The Future of Clinical Decision Support
The focus of my research is clinical decision support. Decision support means different things to different people. In my case it means I work on tools (usually computer tools) designed to help clinicians make better decisions.
There’s powerful evidence that decision support can yield better care, improve outcomes and save lives – but only where it’s used. The most advanced decision support systems are in use at a handful of academic medical centers such as LDS Hospital in Utah, the Regenstrief Institute in Indiana, Vanderbilt and the Harvard-affiliated hospitals in Boston. These centers have seen great benefits from their decision support, but decision support systems have been much less widely used in non-academic community settings where the majority of healthcare is delivered. Researchers have speculated widely on the cause for this disparity, but most explanations center on resources – academic medical centers often have large committees and researchers who can devote time and effort to developing good clinical decision support, and they’re much more likely to have developed their own clinical information systems. Community settings, by contrast, are much less likely to have these luxuries. There needs to be a way to get decision support from the “have” to the “have-nots”.

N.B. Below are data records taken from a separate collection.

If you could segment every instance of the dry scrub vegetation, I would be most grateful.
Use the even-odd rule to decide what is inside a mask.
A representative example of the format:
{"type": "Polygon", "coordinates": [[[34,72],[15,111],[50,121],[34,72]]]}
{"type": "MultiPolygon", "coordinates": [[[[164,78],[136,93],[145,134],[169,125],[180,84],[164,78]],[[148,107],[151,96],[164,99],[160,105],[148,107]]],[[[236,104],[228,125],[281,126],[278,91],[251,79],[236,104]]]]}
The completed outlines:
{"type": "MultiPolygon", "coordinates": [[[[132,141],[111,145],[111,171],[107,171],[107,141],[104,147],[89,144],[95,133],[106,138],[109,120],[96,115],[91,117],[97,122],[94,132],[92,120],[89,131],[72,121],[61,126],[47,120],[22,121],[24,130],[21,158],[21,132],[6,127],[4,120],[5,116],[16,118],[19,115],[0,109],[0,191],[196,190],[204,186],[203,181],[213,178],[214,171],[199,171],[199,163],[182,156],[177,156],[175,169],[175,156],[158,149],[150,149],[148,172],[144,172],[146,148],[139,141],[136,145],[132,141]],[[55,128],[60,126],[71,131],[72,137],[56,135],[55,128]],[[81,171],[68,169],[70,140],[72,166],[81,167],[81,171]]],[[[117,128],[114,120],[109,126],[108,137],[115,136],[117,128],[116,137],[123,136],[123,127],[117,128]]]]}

I recently had the opportunity to work with a national panel of decision support experts to consider this problem of transferability, and other pressing issues in clinical decision support. Our work was commissioned by the Office of the National Coordinator, and culminated in a recently released Roadmap for National Action on Clinical Decision Support. This report focused on actionable steps the healthcare community can take to advance decision support efforts, such as:
- Starting pilot projects in community care settings to find out what’s needed to enable these settings to successfully adopt and use clinical decision support.
- Assembling a starter set of decision support content that can be readily adopted by community hospitals and care providers.
- Improving standards for knowledge representation, modelling and sharing.
- Conducting fundamental research into technical methods and architectures for decision support, as well as into organizational issues that affect decision support adoption.
The long term goal, of course, is uniform adoption of good clinical decision support in all care settings. We’re not there yet, but recently, we’ve seen rising adoption rates for clinical systems, and an increased national focus on IT – both key enablers for clinical decision support. There’s still a long way to go before the decision support “have-nots” become “haves”, but I’m optimistic that we can get there, and excited to see what the road ahead will bring.